Note: Even if you choose organic or grass-fed meat, be careful how you prepare it. When meats are well-done or char-grilled, cancer-causing compounds can form on the surface. Women who consistently eat well-done hamburgers, bacon and steak have a 362% higher risk for breast cancer than women who consume meat cooked rare or medium.
• Moving your body more: Women who get just three to four hours a week of moderate-to-vigorous physical activity have 30% to 40% lower risk for breast cancer than women who are inactive. Work out more than four hours a week, and you’ll enjoy a 58% decrease in risk. Activity reduces estrogen levels, improves insulin sensitivity and maintains weight loss.
• Finding alternatives to hormone replacement therapy: Decades of evidence show that hormone replacement therapy (HRT) can increase risk for breast cancer. According to the Women’s Health Initiative, there are 25% more breast cancers in HRT users than nonusers. To relieve the symptoms of menopause, try topical vaginal estrogen and laser treatments for vaginal dryness. For hot flashes, try herbal remedies such as black cohosh, evening primrose oil and soy. Acupuncture, biofeedback and yoga also may be beneficial. If you do decide to try HRT or bioidentical hormone replacement therapy (BHRT), take the lowest possible dose for the shortest amount of time necessary.

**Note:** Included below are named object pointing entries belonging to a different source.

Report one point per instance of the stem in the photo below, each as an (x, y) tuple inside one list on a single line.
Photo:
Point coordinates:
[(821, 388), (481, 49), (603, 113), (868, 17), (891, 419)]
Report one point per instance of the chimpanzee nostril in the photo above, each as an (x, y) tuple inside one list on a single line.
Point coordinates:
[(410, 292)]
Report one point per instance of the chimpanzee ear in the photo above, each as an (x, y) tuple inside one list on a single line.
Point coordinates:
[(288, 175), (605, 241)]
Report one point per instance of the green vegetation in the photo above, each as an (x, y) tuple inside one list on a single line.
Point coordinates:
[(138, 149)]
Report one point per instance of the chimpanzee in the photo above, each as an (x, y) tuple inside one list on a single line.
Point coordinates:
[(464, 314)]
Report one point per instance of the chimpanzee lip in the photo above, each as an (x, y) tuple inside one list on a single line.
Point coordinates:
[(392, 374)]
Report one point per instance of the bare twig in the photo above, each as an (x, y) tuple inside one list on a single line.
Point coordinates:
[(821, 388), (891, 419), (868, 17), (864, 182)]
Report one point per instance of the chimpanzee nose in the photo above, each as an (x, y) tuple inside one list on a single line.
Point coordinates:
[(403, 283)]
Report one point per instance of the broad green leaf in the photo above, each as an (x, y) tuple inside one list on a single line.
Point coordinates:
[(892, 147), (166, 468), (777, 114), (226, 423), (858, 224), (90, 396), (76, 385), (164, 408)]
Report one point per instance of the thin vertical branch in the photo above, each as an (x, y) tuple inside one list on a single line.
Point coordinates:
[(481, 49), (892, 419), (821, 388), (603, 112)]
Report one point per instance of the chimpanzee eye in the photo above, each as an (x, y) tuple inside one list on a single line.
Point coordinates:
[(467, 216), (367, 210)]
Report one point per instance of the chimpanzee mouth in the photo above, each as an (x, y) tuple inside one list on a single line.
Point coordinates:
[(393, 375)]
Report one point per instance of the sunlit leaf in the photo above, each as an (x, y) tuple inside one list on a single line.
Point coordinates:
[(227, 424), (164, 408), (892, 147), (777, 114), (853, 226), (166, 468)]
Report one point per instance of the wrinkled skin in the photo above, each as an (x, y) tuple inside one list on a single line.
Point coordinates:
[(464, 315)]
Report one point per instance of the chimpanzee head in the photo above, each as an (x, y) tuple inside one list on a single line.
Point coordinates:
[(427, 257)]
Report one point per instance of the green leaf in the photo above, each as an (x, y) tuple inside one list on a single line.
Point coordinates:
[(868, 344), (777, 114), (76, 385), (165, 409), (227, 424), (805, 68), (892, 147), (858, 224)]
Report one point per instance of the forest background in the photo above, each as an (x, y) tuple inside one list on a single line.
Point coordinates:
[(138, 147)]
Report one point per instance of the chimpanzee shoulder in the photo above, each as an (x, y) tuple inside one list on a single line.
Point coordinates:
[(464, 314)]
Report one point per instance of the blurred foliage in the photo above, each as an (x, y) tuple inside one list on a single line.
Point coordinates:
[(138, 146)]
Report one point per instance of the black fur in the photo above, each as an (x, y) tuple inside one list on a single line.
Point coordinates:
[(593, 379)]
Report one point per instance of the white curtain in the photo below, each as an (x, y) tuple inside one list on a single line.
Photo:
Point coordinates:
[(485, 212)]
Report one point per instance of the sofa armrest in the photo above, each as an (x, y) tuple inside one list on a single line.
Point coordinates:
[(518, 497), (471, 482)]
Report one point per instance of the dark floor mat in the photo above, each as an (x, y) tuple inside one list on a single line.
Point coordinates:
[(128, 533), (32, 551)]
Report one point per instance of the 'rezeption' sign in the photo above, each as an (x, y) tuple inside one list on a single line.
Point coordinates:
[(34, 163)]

• Avoiding environmental toxins: Minimizing your exposure to endocrine disrupting compounds (EDCs) such as BPA, phthalates and parabens, which lurk in many household products, can help lessen your breast cancer risk. Choose organic and locally grown foods when possible, filter all water sources, fill your home with houseplants that act as potted air purifiers and pass on personal-care products that list EDCs on the label.
• Finding time for daily stress relief: Acute or chronic stress impairs the immune system, which gives diseases the opportunity to flourish, so take 20 minutes a day to do something that centers you such as yoga or meditation.
Trying to go meatless more often, but worried about getting enough protein? You know to eat beans and nuts, but here are five lesser known foods that are full of protein…
• ⅓ cup seitan* = 21 grams protein (avoid if you have celiac disease or are gluten-intolerant)
• 1 cup green peas = 8 grams protein
• 1 cup cooked wild rice = 6.6 grams protein
• ¼ cup dry steel-cut oats = 5 grams protein
• ½ cup cooked of either spinach, broccoli, brussels sprouts, organic corn, avocado = 2 grams protein
*Seitan is a popular vegetarian meat substitute made from wheat that has the look and texture of meat when cooked.